Presumo que poucos discordarão se eu disser que os nossos queridos filhos, bem como a generalidade das crianças e jovens adolescentes, são encantadores, mas que se nascem inocentes e desprovidos de maldade, como pretende Rousseau, a verdade é que a aprendem depressa e ainda bebés de colo já estão completamente apetrechados com um vasto arsenal de truques e manhas.
A manha mais usada para se furtarem a uma tarefa não é insubordinação (ou seja a recusa formal e assumida em desempenhá-la) mas antes adiá-la, indefinidamente, sob os mais vários pretextos. Primeiro fazem de conta que não ouvem. Depois seguem-se as desculpas "estou só a acabar um trabalho", "estou só a desligar o computador", "estou na casa de banho", "primeiro tenho de ir à casa de banho" ou o curto mas demolidor "vou já".
Estas táticas - a que os advogados chamam "manobras dilatórias" e que também dão um resultadão nos tribunais como se comprova pelo facto de Isaltino continuar livre como um passarinho - são altamente eficazes, sobretudo se acompanhadas de frases, como "não stresses", ou "tem calma!!!", destinadas a elevar o nível da nossa tensão arterial e fazer-nos perder a paciência, ao ponto de desistirmos de fazer cumprir a ordem e executarmos nós mesmo uma tarefa que não nos competia.
Uma das morais desta história é que não basta a jura de que estamos dispostos a assumir um compromisso se não conseguirmos adicionar a esta manifestação de vontade - saída boca fora ou passada a escrito e assinada - a credibilidade de que o efetivamente o vamos fazer e dentro do prazo acordado. Nesta questão das dívidas, o mentiroso "pago-te amanhã" é o equivalente ao "vou já" dos filhos manhosos.

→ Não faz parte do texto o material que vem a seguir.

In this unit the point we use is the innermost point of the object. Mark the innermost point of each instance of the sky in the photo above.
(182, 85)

Os prazos nunca são um pormenor. Salazar sabia isso melhor do que ninguém e a prova dos nove da sua esperteza de velha raposa foram as emissões de obrigações perpétuas, que vencerão a 31 de dezembro de 9999, para financiar o défice das contas públicas nacionais entre 1940 e 1943.
O busílis é convencer os credores de que poderá ser para eles um bom negócio emprestar-nos dinheiro a um prazo muito dilatado.
Já agora que estamos a falar disso, se souberem de alguém que esteja interessado em fazer-me um empréstimo de 100 milhões de euros, a vencer a 30 de maio de 2956 (faço mil anos nesse dia), fiquem desde já a saber que estou disponível para pagar uma taxa anual líquida de 5% e não vou gastar o dinheiro mal gasto - nem tão-pouco usá-lo para bater a cláusula de rescisão do Hulk.